Rather than set up sendmail (which I can and have done many times) locally, I recommend a smaller drop-in like msmtp (https://marlam.de/msmtp/). This will work like sendmail would when dtmail invokes it, but you can configure msmtp to smart host your email through an ISP, which is more or less required these days. If you have gmail, you can configure msmtp to hand the email you compose over to gmail.
On the receiving end, I would look at mbsync (https://isync.sourceforge.io/mbsync.html) which will let you sync your mail via IMAP. So you can have it locally and wherever else it exists, thus eliminating the problem of having email in once location only.
dtmail is pretty old at this point and I don’t know if it works with Maildir format, but it will work with mbox which is what the above helper programs can do.
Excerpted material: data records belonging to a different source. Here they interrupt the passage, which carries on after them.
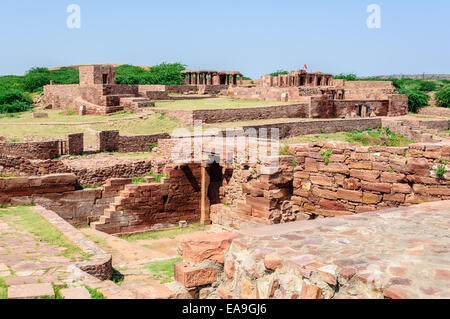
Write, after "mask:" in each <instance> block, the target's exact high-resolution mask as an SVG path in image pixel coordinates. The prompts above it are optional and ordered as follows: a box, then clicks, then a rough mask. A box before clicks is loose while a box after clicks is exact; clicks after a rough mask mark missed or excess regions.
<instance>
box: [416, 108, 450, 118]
mask: <svg viewBox="0 0 450 319" xmlns="http://www.w3.org/2000/svg"><path fill="white" fill-rule="evenodd" d="M419 114H420V115H430V116H450V108H445V107H424V108H421V109H420V110H419Z"/></svg>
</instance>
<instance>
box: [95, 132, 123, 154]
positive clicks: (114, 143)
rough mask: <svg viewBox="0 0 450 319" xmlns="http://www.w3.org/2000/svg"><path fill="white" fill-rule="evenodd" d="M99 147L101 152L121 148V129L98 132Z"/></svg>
mask: <svg viewBox="0 0 450 319" xmlns="http://www.w3.org/2000/svg"><path fill="white" fill-rule="evenodd" d="M97 149H98V150H99V151H100V152H116V151H118V150H119V131H100V132H97Z"/></svg>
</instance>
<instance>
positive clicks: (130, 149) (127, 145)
mask: <svg viewBox="0 0 450 319" xmlns="http://www.w3.org/2000/svg"><path fill="white" fill-rule="evenodd" d="M168 138H170V135H169V134H167V133H161V134H150V135H132V136H119V145H118V151H120V152H127V153H128V152H145V151H149V150H150V147H152V146H154V145H157V144H158V141H159V140H161V139H168Z"/></svg>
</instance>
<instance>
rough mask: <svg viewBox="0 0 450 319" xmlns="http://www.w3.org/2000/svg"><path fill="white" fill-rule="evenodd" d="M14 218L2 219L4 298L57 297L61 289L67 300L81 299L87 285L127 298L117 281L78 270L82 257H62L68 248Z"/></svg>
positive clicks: (75, 255) (7, 216) (79, 256)
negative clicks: (10, 221)
mask: <svg viewBox="0 0 450 319" xmlns="http://www.w3.org/2000/svg"><path fill="white" fill-rule="evenodd" d="M11 218H14V217H12V216H10V215H3V216H0V280H1V281H3V283H4V285H5V286H6V287H7V290H8V291H7V294H5V295H3V297H4V298H10V299H29V298H44V297H45V298H48V297H50V298H54V297H56V295H55V292H56V291H55V288H60V289H61V295H62V296H64V297H65V298H66V299H72V298H74V299H78V298H79V297H80V296H84V297H86V296H87V295H88V294H89V293H88V292H87V290H86V288H85V286H86V285H87V286H89V287H90V288H93V289H97V288H98V289H104V292H105V294H109V295H110V296H115V295H118V296H122V295H123V291H122V290H120V289H118V287H117V286H116V285H115V284H114V283H113V282H111V281H106V282H102V281H100V280H98V279H96V278H94V277H92V276H90V275H88V274H87V273H85V272H82V271H81V270H80V269H79V268H77V267H75V264H76V262H77V261H80V260H81V257H82V256H77V255H72V256H70V259H69V258H66V257H64V256H62V255H63V253H64V251H65V249H66V248H62V247H57V246H54V245H50V244H48V243H46V242H43V241H42V240H41V238H39V237H37V236H35V235H33V234H30V233H29V232H27V231H24V230H21V229H18V228H17V227H15V226H14V225H13V224H11V223H10V221H11ZM0 289H1V287H0ZM67 289H69V290H67ZM1 297H2V295H1V294H0V298H1Z"/></svg>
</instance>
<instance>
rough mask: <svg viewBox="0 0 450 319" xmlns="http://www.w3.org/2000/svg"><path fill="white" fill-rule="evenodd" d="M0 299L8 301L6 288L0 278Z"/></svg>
mask: <svg viewBox="0 0 450 319" xmlns="http://www.w3.org/2000/svg"><path fill="white" fill-rule="evenodd" d="M0 299H8V286H7V285H6V283H5V280H4V279H3V278H0Z"/></svg>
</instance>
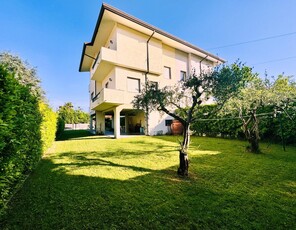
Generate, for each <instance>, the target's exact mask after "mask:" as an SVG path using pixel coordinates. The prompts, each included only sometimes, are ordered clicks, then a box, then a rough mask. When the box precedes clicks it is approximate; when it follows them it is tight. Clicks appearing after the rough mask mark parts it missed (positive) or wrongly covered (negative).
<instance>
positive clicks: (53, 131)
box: [39, 102, 57, 152]
mask: <svg viewBox="0 0 296 230" xmlns="http://www.w3.org/2000/svg"><path fill="white" fill-rule="evenodd" d="M39 111H40V113H41V116H42V122H41V127H40V131H41V140H42V150H43V152H45V151H46V150H47V149H48V148H49V147H50V146H51V145H52V143H53V142H54V140H55V136H56V131H57V114H56V113H55V112H54V111H53V110H52V109H51V108H50V107H49V106H48V105H47V104H46V103H44V102H39Z"/></svg>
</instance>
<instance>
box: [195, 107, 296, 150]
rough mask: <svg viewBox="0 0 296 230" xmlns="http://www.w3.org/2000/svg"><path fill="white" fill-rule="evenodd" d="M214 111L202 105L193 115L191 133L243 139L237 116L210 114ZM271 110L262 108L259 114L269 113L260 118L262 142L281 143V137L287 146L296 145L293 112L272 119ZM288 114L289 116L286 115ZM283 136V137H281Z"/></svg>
mask: <svg viewBox="0 0 296 230" xmlns="http://www.w3.org/2000/svg"><path fill="white" fill-rule="evenodd" d="M214 109H216V106H215V105H204V106H202V107H200V109H199V110H198V112H197V113H196V114H195V116H196V118H197V121H196V122H194V123H193V124H192V125H191V129H192V131H193V132H194V133H195V135H199V136H203V135H205V136H222V137H229V138H239V139H241V138H244V134H243V132H242V129H241V126H242V122H241V120H240V119H239V118H237V117H238V115H237V114H227V115H226V114H224V115H222V114H218V115H217V114H212V115H211V116H209V115H208V114H211V111H213V110H214ZM272 112H273V108H271V107H265V108H262V109H261V110H260V111H258V114H259V113H270V115H267V116H265V117H260V118H259V119H260V123H259V130H260V137H261V139H262V140H268V141H274V142H281V141H282V136H283V137H284V141H285V142H286V143H287V144H295V143H296V132H295V130H296V123H295V119H296V116H295V111H293V110H292V109H290V110H287V113H282V114H281V115H279V114H278V115H277V116H276V117H274V115H273V114H272ZM287 114H289V116H288V115H287ZM282 134H283V135H282Z"/></svg>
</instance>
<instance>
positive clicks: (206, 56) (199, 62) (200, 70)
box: [199, 55, 209, 74]
mask: <svg viewBox="0 0 296 230" xmlns="http://www.w3.org/2000/svg"><path fill="white" fill-rule="evenodd" d="M208 56H209V55H207V56H205V57H204V58H203V59H201V60H200V61H199V74H201V63H202V62H203V61H204V60H205V59H206V58H207V57H208Z"/></svg>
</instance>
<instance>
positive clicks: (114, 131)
mask: <svg viewBox="0 0 296 230" xmlns="http://www.w3.org/2000/svg"><path fill="white" fill-rule="evenodd" d="M121 110H122V109H121V108H120V107H119V106H117V107H115V108H114V109H113V112H114V138H115V139H118V138H120V111H121Z"/></svg>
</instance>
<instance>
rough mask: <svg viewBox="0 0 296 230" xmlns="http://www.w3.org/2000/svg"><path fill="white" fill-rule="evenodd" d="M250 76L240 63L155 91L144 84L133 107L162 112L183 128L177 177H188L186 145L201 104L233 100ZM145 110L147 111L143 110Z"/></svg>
mask: <svg viewBox="0 0 296 230" xmlns="http://www.w3.org/2000/svg"><path fill="white" fill-rule="evenodd" d="M251 75H252V70H251V68H249V67H247V66H244V65H243V64H242V63H240V62H236V63H234V64H232V65H221V66H218V67H216V68H214V69H213V70H211V71H207V72H202V73H200V74H199V75H197V74H196V73H195V71H193V73H192V74H191V75H190V76H189V77H188V78H187V79H184V80H182V81H180V82H178V83H177V84H176V85H174V86H165V87H163V88H159V87H158V86H157V85H156V84H155V83H154V82H149V81H148V82H146V84H145V87H144V89H143V90H142V92H141V93H140V94H139V95H137V96H136V97H135V99H134V101H133V105H134V107H135V108H137V109H143V110H144V111H153V110H157V111H162V112H164V113H166V114H168V115H170V116H172V117H173V118H174V119H176V120H178V121H179V122H181V124H182V125H183V128H184V129H183V130H184V131H183V140H182V142H181V143H180V150H179V161H180V162H179V168H178V174H179V175H183V176H187V175H188V167H189V161H188V148H189V144H190V125H191V124H192V122H193V121H194V120H195V119H198V117H196V116H195V114H197V113H196V111H198V110H199V108H200V106H201V105H202V104H203V103H206V102H207V101H209V99H210V98H213V99H214V101H215V102H216V103H217V104H218V105H219V106H218V107H217V108H221V106H222V105H223V104H224V103H225V102H226V101H227V100H228V99H229V98H232V97H234V96H236V94H237V92H238V91H239V89H240V88H241V87H243V86H244V85H245V83H246V82H247V81H248V78H249V77H250V76H251ZM147 108H148V109H147Z"/></svg>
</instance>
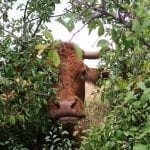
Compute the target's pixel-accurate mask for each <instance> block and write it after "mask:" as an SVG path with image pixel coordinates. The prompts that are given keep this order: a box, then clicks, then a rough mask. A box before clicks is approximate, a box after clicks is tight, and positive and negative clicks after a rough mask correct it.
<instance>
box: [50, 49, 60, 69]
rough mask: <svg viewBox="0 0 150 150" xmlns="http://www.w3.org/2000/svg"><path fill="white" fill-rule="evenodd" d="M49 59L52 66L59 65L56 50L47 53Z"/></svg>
mask: <svg viewBox="0 0 150 150" xmlns="http://www.w3.org/2000/svg"><path fill="white" fill-rule="evenodd" d="M48 56H49V59H50V60H51V61H52V62H53V64H54V65H55V66H56V67H58V66H59V65H60V56H59V54H58V52H57V50H50V51H49V53H48Z"/></svg>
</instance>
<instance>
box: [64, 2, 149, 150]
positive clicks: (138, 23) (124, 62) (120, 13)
mask: <svg viewBox="0 0 150 150" xmlns="http://www.w3.org/2000/svg"><path fill="white" fill-rule="evenodd" d="M70 4H71V11H69V13H70V15H67V16H66V18H68V17H73V18H74V21H82V22H83V24H84V25H83V26H86V25H87V26H88V28H89V34H90V33H91V32H92V31H93V30H97V32H98V35H99V37H100V38H99V41H98V43H97V46H98V47H100V53H101V55H100V56H101V60H102V62H103V64H104V65H103V66H100V67H107V68H110V70H111V75H110V79H109V80H108V81H106V82H104V81H100V84H101V82H103V83H104V84H105V92H104V93H103V95H102V100H103V102H104V103H105V105H107V106H108V107H110V109H111V111H110V112H109V114H108V116H106V118H105V123H104V124H103V125H102V126H97V127H95V126H94V127H91V129H90V130H88V131H89V132H88V137H86V138H85V140H84V141H83V143H82V145H81V148H80V149H87V150H89V149H90V150H92V149H93V150H96V149H97V150H98V149H118V150H119V149H134V150H138V149H141V150H144V149H145V150H148V149H149V148H150V145H149V141H150V128H149V127H150V120H149V118H150V113H149V112H150V107H149V105H150V78H149V75H150V63H149V59H150V58H149V57H150V55H149V49H150V45H149V44H150V41H149V39H150V30H149V29H150V11H149V6H150V2H149V1H148V0H143V1H141V0H139V1H138V0H134V1H133V0H125V1H124V0H123V1H118V0H112V1H104V0H101V1H98V0H88V1H83V0H81V1H72V0H70ZM81 29H82V28H81ZM104 35H105V36H106V38H107V37H109V39H111V40H110V41H108V40H106V38H104V39H103V37H104ZM110 42H111V43H113V44H110Z"/></svg>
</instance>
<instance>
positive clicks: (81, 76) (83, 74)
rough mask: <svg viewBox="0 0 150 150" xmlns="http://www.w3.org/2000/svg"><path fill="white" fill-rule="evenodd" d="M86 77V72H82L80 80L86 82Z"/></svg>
mask: <svg viewBox="0 0 150 150" xmlns="http://www.w3.org/2000/svg"><path fill="white" fill-rule="evenodd" d="M86 76H87V73H86V70H84V71H82V73H81V75H80V78H81V79H84V80H85V78H86Z"/></svg>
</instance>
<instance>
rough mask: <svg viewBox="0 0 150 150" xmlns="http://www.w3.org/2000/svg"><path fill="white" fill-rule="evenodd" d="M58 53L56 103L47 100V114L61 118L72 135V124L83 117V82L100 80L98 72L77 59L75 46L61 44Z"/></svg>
mask: <svg viewBox="0 0 150 150" xmlns="http://www.w3.org/2000/svg"><path fill="white" fill-rule="evenodd" d="M58 53H59V56H60V59H61V65H60V66H59V79H60V82H59V83H58V85H57V89H58V92H57V97H58V103H57V104H51V103H50V100H49V105H48V114H49V116H50V118H52V119H56V120H60V121H62V120H61V118H63V119H64V118H65V120H63V122H62V123H63V124H64V127H65V128H68V130H69V132H70V134H72V133H73V127H74V125H75V124H74V122H75V123H77V121H78V120H80V119H81V118H84V117H85V114H84V98H85V81H89V82H93V83H96V81H97V80H98V79H99V78H100V72H98V70H97V69H92V68H89V67H87V66H86V65H85V64H84V63H83V60H81V59H79V58H78V57H77V55H76V51H75V46H74V44H72V43H63V44H62V45H61V46H60V47H59V48H58ZM104 77H108V73H106V74H104ZM70 119H75V120H70Z"/></svg>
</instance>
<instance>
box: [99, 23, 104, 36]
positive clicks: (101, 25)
mask: <svg viewBox="0 0 150 150" xmlns="http://www.w3.org/2000/svg"><path fill="white" fill-rule="evenodd" d="M103 34H104V26H103V24H102V22H101V21H99V28H98V35H99V36H101V35H103Z"/></svg>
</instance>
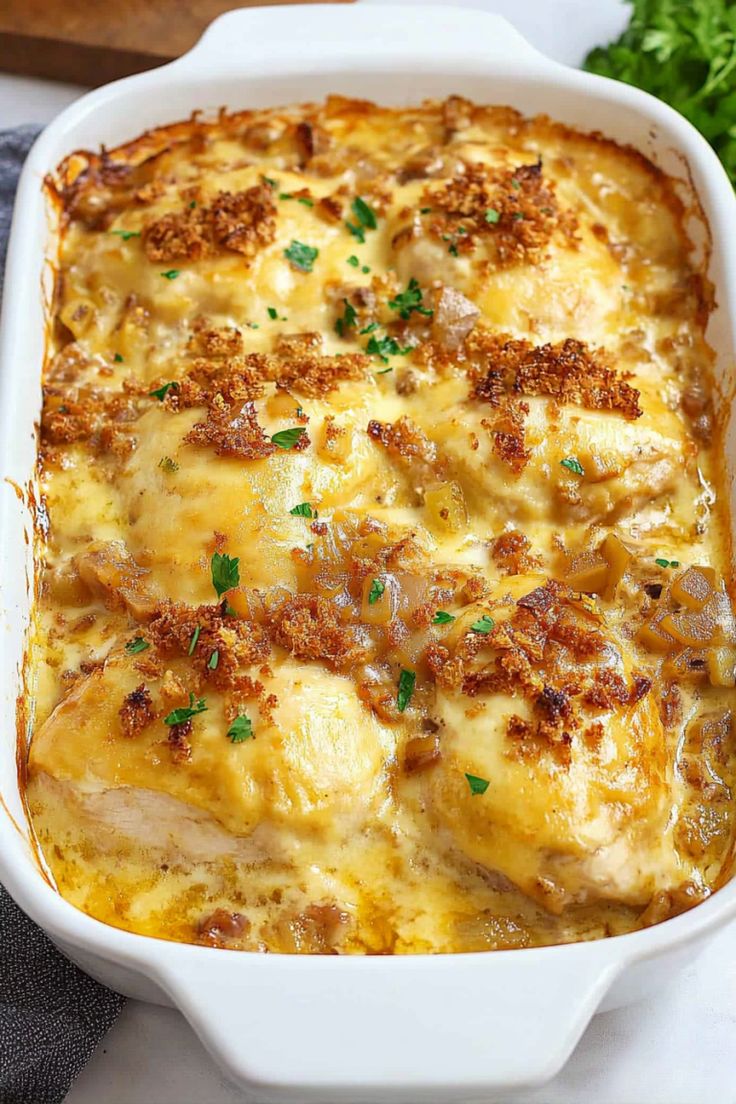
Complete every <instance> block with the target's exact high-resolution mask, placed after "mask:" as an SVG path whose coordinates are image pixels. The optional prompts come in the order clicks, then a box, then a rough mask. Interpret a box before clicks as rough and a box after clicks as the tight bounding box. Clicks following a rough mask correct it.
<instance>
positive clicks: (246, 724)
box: [227, 713, 253, 744]
mask: <svg viewBox="0 0 736 1104" xmlns="http://www.w3.org/2000/svg"><path fill="white" fill-rule="evenodd" d="M252 737H253V722H252V721H250V718H249V716H246V715H245V713H238V715H237V716H236V718H235V720H234V721H233V723H232V724H231V726H230V729H228V730H227V739H228V740H230V742H231V743H232V744H242V743H244V742H245V741H246V740H250V739H252Z"/></svg>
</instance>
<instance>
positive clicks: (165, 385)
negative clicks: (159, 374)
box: [148, 380, 179, 403]
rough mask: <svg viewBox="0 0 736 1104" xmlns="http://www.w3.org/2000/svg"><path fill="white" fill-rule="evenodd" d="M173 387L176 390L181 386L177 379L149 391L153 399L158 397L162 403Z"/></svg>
mask: <svg viewBox="0 0 736 1104" xmlns="http://www.w3.org/2000/svg"><path fill="white" fill-rule="evenodd" d="M172 388H173V390H174V391H177V390H178V388H179V384H178V383H177V381H175V380H171V382H170V383H162V384H161V386H160V388H156V390H154V391H149V392H148V393H149V395H150V396H151V399H158V400H159V402H160V403H162V402H163V400H164V399H166V396H167V395H168V394H169V392H170V391H171V389H172Z"/></svg>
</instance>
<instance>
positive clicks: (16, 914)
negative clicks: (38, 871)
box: [0, 127, 124, 1104]
mask: <svg viewBox="0 0 736 1104" xmlns="http://www.w3.org/2000/svg"><path fill="white" fill-rule="evenodd" d="M36 134H38V127H18V128H17V129H14V130H4V131H0V293H1V290H2V273H3V272H4V262H6V251H7V247H8V231H9V229H10V216H11V212H12V205H13V197H14V194H15V187H17V184H18V177H19V173H20V170H21V166H22V164H23V160H24V158H25V155H26V153H28V151H29V149H30V147H31V144H32V141H33V139H34V138H35V136H36ZM122 1004H124V998H122V997H120V996H119V995H118V994H117V992H111V991H110V990H109V989H106V988H105V987H104V986H102V985H98V984H97V981H93V980H92V978H90V977H87V975H86V974H83V973H82V970H79V969H77V967H76V966H73V965H72V963H71V962H68V960H67V959H66V958H64V957H63V956H62V955H60V953H58V952H57V951H56V948H55V947H54V945H53V944H52V943H51V941H50V940H47V938H46V936H45V935H44V934H43V932H42V931H41V930H40V928H39V927H36V925H35V924H33V923H32V922H31V921H30V920H29V919H28V916H25V915H24V913H22V912H21V911H20V909H19V907H18V905H15V903H14V902H13V901H12V900H11V899H10V896H9V895H8V894H7V893H6V891H4V890H3V889H2V887H0V1104H60V1102H61V1101H63V1100H64V1097H65V1096H66V1093H67V1092H68V1089H70V1085H71V1084H72V1082H73V1081H74V1079H75V1076H76V1075H77V1073H78V1072H79V1071H81V1070H82V1069H83V1068H84V1065H85V1064H86V1062H87V1061H88V1060H89V1057H90V1055H92V1052H93V1050H94V1049H95V1047H96V1045H97V1043H98V1042H99V1040H100V1039H102V1038H103V1036H104V1034H105V1032H106V1031H107V1030H108V1028H109V1027H110V1026H111V1025H113V1022H114V1021H115V1019H116V1017H117V1015H118V1012H119V1011H120V1008H121V1007H122Z"/></svg>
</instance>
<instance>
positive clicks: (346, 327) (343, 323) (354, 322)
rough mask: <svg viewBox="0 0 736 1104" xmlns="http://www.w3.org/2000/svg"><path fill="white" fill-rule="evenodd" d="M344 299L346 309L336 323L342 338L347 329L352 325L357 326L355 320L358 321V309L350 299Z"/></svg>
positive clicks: (344, 333)
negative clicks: (355, 323)
mask: <svg viewBox="0 0 736 1104" xmlns="http://www.w3.org/2000/svg"><path fill="white" fill-rule="evenodd" d="M342 301H343V302H344V305H345V309H344V311H343V315H342V317H341V318H339V319H338V320H337V322H335V323H334V329H335V332H337V333H339V335H340V337H341V338H344V336H345V330H349V329H350V328H351V327H354V326H355V322H356V321H358V311H356V310H355V308H354V307H353V306H352V304H351V302H349V301H348V299H343V300H342Z"/></svg>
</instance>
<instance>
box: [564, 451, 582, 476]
mask: <svg viewBox="0 0 736 1104" xmlns="http://www.w3.org/2000/svg"><path fill="white" fill-rule="evenodd" d="M559 464H561V465H562V467H563V468H567V470H568V471H574V473H575V475H576V476H584V475H585V470H584V468H583V465H582V464H580V461H579V460H578V458H577V456H568V457H567V458H566V459H564V460H561V461H559Z"/></svg>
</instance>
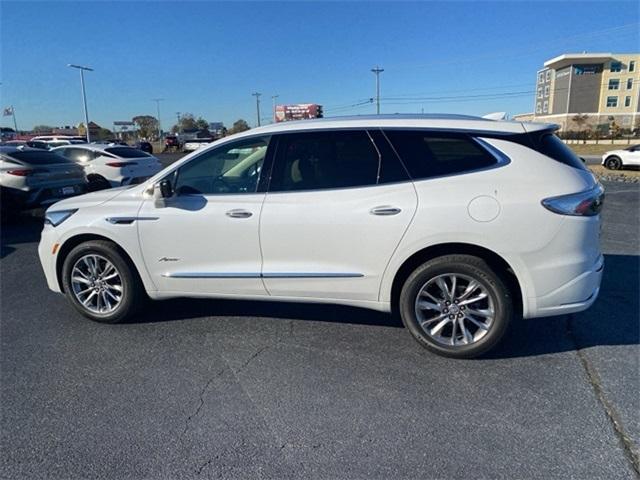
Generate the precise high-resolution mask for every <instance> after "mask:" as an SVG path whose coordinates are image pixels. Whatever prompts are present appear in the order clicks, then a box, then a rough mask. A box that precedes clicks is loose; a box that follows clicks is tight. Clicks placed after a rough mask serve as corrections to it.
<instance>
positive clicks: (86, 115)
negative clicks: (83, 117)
mask: <svg viewBox="0 0 640 480" xmlns="http://www.w3.org/2000/svg"><path fill="white" fill-rule="evenodd" d="M67 67H71V68H77V69H78V70H80V86H81V87H82V106H83V107H84V129H85V132H86V133H87V143H91V135H90V134H89V112H88V111H87V93H86V92H85V90H84V71H85V70H87V71H89V72H93V68H89V67H84V66H82V65H73V64H71V63H70V64H68V65H67Z"/></svg>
The version of sendmail that comes with HP-UX is likely outdated anyway and might even lack certain features you would need to correctly set things up. Also, it being sendmail, it is definitely advisable to not run an old version.
If you have questions, I’m happy to help. Just send me an email.
This is incredibly helpful, thank you! I’ll dive into the docs over the coming days to see if I can get it working.
I’m always reminded of how the meaning of “the UNIX philosophy” has changed over time, with things like “handle text streams” being a later interpretation of its original form.
The original UNIX philosophy from 1978 is as follows:
1. Make each program do one thing well. To do a new job, build afresh rather than complicate old programs by adding new “features”.
2. Expect the output of every program to become the input to another, as yet unknown, program. Don’t clutter output with extraneous information. Avoid stringently columnar or binary input formats. Don’t insist on interactive input.
3. Design and build software, even operating systems, to be tried early, ideally within weeks. Don’t hesitate to throw away the clumsy parts and rebuild them.
4. Use tools in preference to unskilled help to lighten a programming task, even if you have to detour to build the tools and expect to throw some of them out after you’ve finished using them.
To me, that sounds like, given the change in hardware limitations and available tooling, that could be rewritten as:
1. Write your programs as well-factored modules. To do a new job, write a new module instead of complicating the existing ones.
2. Ensure what you write is easy to compose and automate.
3. Get to the dogfooding stage as quickly as possible. Don’t be afraid to throw away and redesign parts that aren’t living up to expectations.
4. Assume that “one-off” tasks will turn out to not be “one-off”. Automate the manual labour.
I don’t know about you, but it sure sounds to me like a set of rules that just sort of outgrew the ossified “no standard way to pass structured data or verify APIs match at build time” limitations of POSIX pipes and shell scripting and evolved into the philosophy people are encouraged to follow in languages with package repositories like Crates.io, PyPI, and NPM.
Heck, in a sense, you could say that we’ve been abandoning POSIX pipes and Bourne shell as a means of composing modules out of loyalty to point 4 of the UNIX philosophy. We’re inventing ways to automate away the unskilled labour of constantly marshalling and un-marshalling structured data, and verifying that our APIs are mating up correctly.